One of the things I found illuminating was Martin’s discussion of the directing style of Philip Seymour Hoffman, who directed the play. Describing Hoffman’s penchant for offering a story from his own life to illustrate a thorny point, Martin talks about his realization that Hoffman “was providing something like contemporary parables for the cast.” He quotes Scripture scholar C.H. Dodd’s definition of a parable as “a metaphor or simile drawn from nature or common life, arresting the hearer by its vividness or strangeness, and leaving the mind in sufficient doubt about its precise application to tease it into active thought.” Parables, Martin explains, open the mind, inviting its hearers to a deeper level of understanding.
The operative word, for Martin, is “invite.” When he discussed his insight with Hoffman, Hoffman found Martin’s parable analogy apt, believing the personal anecdote had an ability to communicate more effectively than firm direction. Explaining why he tried to avoid being too specific in his direction, Hoffman explained, “You have to keep suggesting. Otherwise the person becomes for of empty shell, and they end up performing in a way that’s not at all, well, spiritual.”
Hoffman’s comments offer a way of thinking about Jesus’ approach with his disciples. As Martin explains
In a sense [Hoffman’s] approach mirrored the way Jesus preached. One of my theology professors said that apart from the initial calls of the apostles, which seem peremptory, brooking little dissent (“Follow me, he says to Peter), much of Jesus’ preaching involves inviting his listeners to consider something new (“Consider the lilies…”) Or, to use Phil’s words, Jesus was always suggesting, in order that the decision to follow or not to follow was the person’s own decisions.

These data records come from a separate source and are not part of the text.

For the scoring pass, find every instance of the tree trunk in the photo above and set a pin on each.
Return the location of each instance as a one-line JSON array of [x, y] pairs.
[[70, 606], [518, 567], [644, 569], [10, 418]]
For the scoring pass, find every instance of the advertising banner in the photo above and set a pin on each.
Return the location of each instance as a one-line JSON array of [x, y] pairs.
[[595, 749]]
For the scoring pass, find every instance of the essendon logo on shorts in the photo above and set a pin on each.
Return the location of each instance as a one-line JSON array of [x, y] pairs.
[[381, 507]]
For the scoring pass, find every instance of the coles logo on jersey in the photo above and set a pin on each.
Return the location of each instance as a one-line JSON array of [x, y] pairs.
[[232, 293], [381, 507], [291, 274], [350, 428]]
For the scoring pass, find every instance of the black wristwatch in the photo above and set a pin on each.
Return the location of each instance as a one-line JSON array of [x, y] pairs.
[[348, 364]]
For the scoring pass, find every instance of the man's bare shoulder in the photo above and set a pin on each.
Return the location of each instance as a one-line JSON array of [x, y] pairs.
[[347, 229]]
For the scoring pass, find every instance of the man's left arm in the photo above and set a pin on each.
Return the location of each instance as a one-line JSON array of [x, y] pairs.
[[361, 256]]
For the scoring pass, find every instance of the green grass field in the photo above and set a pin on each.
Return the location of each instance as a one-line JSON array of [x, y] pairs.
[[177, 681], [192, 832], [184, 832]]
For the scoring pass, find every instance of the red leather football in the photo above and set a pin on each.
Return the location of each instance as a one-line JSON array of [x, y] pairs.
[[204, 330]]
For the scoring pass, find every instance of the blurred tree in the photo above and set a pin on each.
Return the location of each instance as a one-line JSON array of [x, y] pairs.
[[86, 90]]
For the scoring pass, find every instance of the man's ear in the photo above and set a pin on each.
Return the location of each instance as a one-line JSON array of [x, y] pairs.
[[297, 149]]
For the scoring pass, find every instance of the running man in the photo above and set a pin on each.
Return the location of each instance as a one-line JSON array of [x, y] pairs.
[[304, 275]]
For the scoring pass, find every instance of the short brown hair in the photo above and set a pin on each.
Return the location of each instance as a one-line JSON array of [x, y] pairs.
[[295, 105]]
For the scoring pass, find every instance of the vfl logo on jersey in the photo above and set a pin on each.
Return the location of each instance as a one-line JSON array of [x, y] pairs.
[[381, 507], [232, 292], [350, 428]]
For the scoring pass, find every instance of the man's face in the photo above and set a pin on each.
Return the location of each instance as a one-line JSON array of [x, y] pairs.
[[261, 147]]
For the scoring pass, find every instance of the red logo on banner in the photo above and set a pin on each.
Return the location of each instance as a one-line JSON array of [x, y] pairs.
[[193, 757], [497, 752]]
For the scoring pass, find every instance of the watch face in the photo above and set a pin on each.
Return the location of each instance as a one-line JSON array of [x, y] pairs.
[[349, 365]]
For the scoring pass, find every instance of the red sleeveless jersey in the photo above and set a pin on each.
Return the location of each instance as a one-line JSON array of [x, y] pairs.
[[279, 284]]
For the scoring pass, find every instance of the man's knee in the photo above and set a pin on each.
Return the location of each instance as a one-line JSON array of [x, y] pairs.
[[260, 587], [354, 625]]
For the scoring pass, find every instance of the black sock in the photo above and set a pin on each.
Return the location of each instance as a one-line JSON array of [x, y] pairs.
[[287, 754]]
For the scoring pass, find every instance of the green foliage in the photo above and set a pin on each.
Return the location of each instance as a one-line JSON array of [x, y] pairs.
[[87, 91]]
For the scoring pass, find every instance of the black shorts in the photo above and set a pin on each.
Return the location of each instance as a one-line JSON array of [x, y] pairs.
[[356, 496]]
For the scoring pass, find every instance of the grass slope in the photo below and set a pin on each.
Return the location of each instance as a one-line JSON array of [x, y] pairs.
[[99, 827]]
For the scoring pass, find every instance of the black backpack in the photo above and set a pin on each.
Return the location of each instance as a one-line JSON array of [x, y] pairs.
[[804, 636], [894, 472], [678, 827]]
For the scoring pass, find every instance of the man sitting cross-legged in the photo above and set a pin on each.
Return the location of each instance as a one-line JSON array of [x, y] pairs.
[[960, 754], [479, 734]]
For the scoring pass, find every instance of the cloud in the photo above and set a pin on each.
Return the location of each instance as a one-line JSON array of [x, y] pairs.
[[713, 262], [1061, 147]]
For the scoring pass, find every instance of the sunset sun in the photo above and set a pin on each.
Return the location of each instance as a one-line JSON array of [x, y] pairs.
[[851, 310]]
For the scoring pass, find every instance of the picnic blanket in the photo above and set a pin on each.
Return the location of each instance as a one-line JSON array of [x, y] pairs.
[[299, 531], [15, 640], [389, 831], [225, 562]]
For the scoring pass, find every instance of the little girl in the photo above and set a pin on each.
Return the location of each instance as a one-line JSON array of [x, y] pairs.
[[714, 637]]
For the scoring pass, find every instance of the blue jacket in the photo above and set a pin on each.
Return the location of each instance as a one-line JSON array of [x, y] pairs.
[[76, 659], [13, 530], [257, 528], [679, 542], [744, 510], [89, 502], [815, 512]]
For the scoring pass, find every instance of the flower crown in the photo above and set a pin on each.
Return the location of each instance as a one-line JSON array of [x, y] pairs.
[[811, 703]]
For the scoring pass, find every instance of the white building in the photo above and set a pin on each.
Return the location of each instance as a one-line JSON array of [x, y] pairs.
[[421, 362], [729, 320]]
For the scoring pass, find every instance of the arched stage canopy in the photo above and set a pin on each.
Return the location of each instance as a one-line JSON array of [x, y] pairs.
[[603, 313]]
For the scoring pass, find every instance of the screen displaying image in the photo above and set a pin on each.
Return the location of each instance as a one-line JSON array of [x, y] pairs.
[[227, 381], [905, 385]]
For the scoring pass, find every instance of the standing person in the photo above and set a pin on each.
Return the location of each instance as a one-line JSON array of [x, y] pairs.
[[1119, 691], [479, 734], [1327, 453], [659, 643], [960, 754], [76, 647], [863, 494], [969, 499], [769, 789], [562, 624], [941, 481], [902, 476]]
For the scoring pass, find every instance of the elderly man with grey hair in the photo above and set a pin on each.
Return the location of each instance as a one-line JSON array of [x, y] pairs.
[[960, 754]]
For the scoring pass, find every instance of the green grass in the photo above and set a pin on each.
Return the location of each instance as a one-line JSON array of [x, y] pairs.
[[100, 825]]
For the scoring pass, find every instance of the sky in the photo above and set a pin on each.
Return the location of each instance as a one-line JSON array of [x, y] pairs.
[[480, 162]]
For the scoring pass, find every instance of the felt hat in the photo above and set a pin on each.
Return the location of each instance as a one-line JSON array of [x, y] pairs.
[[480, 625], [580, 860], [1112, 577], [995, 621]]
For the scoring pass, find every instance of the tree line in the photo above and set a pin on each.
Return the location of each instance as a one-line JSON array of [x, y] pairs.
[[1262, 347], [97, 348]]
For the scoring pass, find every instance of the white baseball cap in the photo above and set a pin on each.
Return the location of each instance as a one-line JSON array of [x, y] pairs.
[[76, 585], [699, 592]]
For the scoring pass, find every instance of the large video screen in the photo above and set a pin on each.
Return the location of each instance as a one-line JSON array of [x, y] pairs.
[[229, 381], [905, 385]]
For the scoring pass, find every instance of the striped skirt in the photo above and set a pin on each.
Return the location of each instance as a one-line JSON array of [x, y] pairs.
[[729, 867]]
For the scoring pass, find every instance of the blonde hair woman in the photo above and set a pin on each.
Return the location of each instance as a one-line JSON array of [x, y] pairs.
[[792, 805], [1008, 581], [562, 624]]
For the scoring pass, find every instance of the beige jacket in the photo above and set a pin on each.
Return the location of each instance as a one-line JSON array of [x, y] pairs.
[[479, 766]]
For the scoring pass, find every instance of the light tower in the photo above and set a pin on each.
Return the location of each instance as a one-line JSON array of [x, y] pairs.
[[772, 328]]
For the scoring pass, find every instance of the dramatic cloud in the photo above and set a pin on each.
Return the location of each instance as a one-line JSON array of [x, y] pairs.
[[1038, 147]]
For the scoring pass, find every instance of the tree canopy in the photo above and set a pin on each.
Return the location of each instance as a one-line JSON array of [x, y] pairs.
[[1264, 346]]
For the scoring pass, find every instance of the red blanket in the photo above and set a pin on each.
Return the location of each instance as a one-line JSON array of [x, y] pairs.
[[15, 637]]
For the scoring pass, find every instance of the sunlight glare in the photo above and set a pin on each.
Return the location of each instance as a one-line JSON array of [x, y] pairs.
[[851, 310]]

I like the analogy. It does a nice job of combatting the image some people have of God as a kind of marionette master. God doesn’t compel our moves. God doesn’t spell out in detail everything we must do. Instead, God directs by invitation and suggestion and leaves it up to us what to do with that.
There is much else I liked about this book, which has wonderful discussions of despair, of sanctity, of poverty of spirit, and a lot more.